A black and blue jig with a rage craw trailer is one of my best baits. 3/8 oz is a good all around weight. Just throw it to cover and watch for a hit as the lure falls to the bottom. If no strikes on the fall shake it a little bit and see if something picks it up. If still no takers start hopping it back to u.
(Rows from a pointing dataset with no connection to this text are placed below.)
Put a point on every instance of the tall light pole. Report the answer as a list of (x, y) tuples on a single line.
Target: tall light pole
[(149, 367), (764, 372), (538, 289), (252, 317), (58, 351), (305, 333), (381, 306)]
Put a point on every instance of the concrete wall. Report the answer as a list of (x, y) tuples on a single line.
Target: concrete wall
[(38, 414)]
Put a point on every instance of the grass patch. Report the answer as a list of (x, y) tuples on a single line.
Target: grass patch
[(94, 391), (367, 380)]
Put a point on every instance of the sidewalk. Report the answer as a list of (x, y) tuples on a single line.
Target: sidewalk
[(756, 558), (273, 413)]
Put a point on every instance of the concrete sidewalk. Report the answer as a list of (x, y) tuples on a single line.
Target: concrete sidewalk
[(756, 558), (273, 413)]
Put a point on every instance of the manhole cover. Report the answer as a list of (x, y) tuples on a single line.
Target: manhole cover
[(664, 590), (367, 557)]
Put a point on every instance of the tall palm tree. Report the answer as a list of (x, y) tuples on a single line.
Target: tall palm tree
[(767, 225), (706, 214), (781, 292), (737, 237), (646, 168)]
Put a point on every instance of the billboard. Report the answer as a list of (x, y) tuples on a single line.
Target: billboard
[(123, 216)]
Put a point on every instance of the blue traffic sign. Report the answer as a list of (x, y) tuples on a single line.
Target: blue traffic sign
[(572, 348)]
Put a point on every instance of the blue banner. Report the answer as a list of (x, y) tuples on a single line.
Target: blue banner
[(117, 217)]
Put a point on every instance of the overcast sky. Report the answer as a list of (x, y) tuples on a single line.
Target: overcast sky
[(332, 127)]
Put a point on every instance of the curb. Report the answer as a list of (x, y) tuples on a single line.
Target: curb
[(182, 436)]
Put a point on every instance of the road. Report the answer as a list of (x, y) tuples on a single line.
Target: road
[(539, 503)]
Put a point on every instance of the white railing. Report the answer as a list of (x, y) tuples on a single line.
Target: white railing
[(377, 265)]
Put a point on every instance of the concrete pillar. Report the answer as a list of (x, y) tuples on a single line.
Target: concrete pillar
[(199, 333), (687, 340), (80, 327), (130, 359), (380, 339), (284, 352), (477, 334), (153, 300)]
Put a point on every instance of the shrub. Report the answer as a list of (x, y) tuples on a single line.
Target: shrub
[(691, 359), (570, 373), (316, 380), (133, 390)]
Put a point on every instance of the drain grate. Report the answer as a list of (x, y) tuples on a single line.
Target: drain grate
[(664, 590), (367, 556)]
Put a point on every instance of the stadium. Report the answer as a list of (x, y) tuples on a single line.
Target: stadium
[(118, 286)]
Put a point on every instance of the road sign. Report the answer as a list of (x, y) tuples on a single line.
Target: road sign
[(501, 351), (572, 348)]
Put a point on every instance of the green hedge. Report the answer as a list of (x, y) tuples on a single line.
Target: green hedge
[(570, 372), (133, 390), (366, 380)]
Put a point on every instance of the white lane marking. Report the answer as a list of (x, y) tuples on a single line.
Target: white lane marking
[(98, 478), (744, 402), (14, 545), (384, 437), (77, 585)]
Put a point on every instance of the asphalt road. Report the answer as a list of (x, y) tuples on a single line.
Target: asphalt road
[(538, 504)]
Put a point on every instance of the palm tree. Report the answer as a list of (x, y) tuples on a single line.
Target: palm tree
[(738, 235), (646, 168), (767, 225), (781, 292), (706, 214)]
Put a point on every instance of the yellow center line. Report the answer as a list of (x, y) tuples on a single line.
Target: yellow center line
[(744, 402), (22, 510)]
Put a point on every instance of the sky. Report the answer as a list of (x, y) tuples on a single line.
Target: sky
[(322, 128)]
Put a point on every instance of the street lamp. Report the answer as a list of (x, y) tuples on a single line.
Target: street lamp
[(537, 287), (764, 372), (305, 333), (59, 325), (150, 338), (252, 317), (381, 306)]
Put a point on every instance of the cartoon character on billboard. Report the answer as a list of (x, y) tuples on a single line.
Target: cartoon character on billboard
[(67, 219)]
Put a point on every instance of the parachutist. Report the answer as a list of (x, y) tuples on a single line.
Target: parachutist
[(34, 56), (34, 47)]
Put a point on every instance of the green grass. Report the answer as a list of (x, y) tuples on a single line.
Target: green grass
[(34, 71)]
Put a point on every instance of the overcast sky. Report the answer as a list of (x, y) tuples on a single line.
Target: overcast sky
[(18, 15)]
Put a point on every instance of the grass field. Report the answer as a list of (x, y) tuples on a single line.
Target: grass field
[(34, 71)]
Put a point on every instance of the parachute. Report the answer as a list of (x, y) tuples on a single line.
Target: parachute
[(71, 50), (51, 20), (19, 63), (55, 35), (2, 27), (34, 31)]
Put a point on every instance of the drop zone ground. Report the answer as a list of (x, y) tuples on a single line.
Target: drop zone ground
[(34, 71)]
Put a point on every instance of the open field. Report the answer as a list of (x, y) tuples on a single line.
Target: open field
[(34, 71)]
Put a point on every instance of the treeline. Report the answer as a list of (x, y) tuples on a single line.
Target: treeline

After u fish it for awhile u will learn to feel the diffrence betwwen logs and fish.


----------



## mikejames (May 6, 2013)

I have been having really good luck with the Bitsy Bug and Chigger Craws, fishing them just like Steve said. 

These I have the best luck with Pumpkin craw and Watermelon. 
https://www.basspro.com/Strike-King-Bitsy-Bug-Mini-Jig/product/20152/

These watermelon spice
https://www.dickssportinggoods.com/product/index.jsp?productId=13358905&lmdn=Species&cp=4406646.4413993.4414792

Here are a few pictures of the bigger catches from Stonewall Jackson Lake in Lewis County, West Virginia my buddy caught using those jigs while we were out Saturday.






7lb




5lb




4 3/4lb


----------



## Jim (May 6, 2013)

Start small, 1/4 ounce in my opinion and a small real pork trailer. Fish Slowwwwwwwwwwww. That is key to feeling it on the bottom and when it hits wood, rocks....etc


----------



## Jim (May 6, 2013)

nice fish mikejames! :beer:


----------



## chrispy186 (May 10, 2013)

Bass427, where do you fish in RI? I am in RI also, and there are some places around here that are picky about which jig you are throwing and when.


----------



## fish devil (May 11, 2013)

:twisted: Learn how to pitch/flip jigs to cover. You will be fishing shallow around brush, pads, reeds etc. Equipment will be heavy action, at least a 7 6" rod. I use 50lb braid. Largemouth love heavy cover, so you need to get the jig into those areas.


----------



## bass427 (May 19, 2013)

I fish Burrillville area. All different lakes jig never works. Or I don't work the jig right I suppose


----------



## Recon (May 21, 2013)

They work in PA. Got this one on Saturday with a pumpkin colored one.


----------



## ebcdave (May 25, 2013)

[url=https://www.tinboats.net/forum/viewtopic.php?p=315312#p315312 said:


> bass427 » 19 May 2013, 22:14[/url]"]I fish Burrillville area. All different lakes jig never works. Or I don't work the jig right I suppose


Pitch or flip the jig low to the water with as little splash as possible in stained water. Hop it, shake it, and pause it. When the jig bite is on, the bass will pick it up on the way down. Watch for line movement and cross his eyes. If the water is clear make longer cast and work the jig in cover or on structure. There has to be cover or a bottom feature to increase your success. Do like the man says and leave all the other tackle at home. Watch how a good jig fisherman works his bait. Good luck. Keep'er Wet, Dave


----------



## BDS05 (Jul 1, 2013)

[url=https://www.tinboats.net/forum/viewtopic.php?p=313381#p313381 said:


> stevesecotec02 » 05 May 2013, 17:31[/url]"]A black and blue jig with a rage craw trailer is one of my best baits. 3/8 oz is a good all around weight. Just throw it to cover and watch for a hit as the lure falls to the bottom. If no strikes on the fall shake it a little bit and see if something picks it up. If still no takers start hopping it back to u. After u fish it for awhile u will learn to feel the diffrence betwwen logs and fish.


X2


----------